5) In che cosa risiede l’attualità della filosofia hegeliana e che cosa, a suo giudizio, la filosofia contemporanea dovrebbe poter assimilare da Hegel?

Pochi pensatori hanno con così forza come Hegel rilevato il carattere storico della filosofia. Per Hegel la filosofia è il “suo tempo appreso in pensieri”. Ma pochi pensatori hanno anche così fortemente rilevato come Hegel, che la filosofia non trascorre allo stesso modo delle strutture sociali o anche delle religioni e delle tendenze di stile. Perciò non è sicuramente possibile trapiantare semplicemente nel nostro presente un sistema filosofico come quello hegeliano - questo lo ha detto lo stesso Hegel, molto energicamente e spesso ironicamente, proprio a proposito della “Renaissance”, periodicamente tentata, di passate filosofie. Tuttavia mi appaiono le questioni, che Hegel ha sollevato nella sua filosofia, tutte potenzialmente in grado di essere riprese - dalla sua analisi delle determinazioni di pensiero della logica attraverso le questioni della filosofia della natura (a proposito del rapporto fra modelli meccanici e teleologici, della formazione di strutture, autorganizzazione, autopoiesi) fino alla filosofia dello spirito (a proposito della fondazione del diritto o della struttura sociale e degli specifici modi di essere della “storia” o a proposito dell’arte e della religione e del rapporto della filosofia o anche dello Stato verso di loro).

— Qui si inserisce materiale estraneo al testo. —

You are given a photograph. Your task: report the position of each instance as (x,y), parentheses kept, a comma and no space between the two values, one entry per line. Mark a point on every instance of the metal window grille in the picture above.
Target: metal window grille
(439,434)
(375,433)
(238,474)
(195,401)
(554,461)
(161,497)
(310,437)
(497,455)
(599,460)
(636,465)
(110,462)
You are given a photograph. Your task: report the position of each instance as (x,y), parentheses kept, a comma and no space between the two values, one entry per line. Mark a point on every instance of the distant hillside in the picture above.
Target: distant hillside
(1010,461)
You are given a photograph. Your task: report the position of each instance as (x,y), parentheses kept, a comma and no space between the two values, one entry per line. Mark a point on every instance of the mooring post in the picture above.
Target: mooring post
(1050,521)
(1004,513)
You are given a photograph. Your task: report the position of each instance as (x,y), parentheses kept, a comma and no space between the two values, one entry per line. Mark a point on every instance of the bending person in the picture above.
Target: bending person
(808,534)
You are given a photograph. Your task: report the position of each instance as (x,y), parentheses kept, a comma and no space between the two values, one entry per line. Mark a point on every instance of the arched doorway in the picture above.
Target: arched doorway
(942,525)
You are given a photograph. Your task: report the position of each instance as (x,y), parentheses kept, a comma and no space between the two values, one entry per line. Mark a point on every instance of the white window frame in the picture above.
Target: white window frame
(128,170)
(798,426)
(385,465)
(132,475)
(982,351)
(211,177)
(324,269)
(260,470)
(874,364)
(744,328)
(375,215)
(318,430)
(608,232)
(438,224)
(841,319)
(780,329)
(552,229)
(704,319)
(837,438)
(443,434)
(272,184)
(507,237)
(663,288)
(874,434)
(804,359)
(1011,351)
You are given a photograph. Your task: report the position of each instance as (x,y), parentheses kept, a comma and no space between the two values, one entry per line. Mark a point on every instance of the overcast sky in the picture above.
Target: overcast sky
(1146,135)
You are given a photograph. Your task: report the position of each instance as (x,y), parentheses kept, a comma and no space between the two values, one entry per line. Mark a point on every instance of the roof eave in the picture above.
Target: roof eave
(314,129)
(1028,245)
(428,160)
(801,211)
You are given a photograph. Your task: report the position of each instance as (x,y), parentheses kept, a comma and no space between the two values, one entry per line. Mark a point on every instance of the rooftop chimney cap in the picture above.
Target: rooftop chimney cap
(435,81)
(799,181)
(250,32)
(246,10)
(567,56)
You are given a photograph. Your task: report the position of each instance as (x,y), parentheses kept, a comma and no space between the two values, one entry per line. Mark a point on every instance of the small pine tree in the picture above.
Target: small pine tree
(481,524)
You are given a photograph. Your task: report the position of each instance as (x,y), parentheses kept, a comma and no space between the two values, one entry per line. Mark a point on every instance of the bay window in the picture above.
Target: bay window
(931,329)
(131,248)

La filosofia attuale tende, in parte, a occuparsi della propria storia, in parte, nella cosiddetta “filosofia analitica”, di un campo tematico estremamente limitato e soprattutto con l’ausilio di una metodica angusta. Ma poiché essa su molti campi della realtà non sa dire nulla, risveglia l’impressione - del tutto non incomprensibile - che essa, in generale, non abbia molto da dire. Ma la filosofia è l’autocoscienza, sviluppata metodicamente, dell’uomo e, perciò, il suo spettro tematico si estende tanto quanto quello di questa autocoscienza. Questa universalità dei compiti della filosofia sarebbe il lato più importante che la filosofia attuale dovrebbe apprendere da Hegel.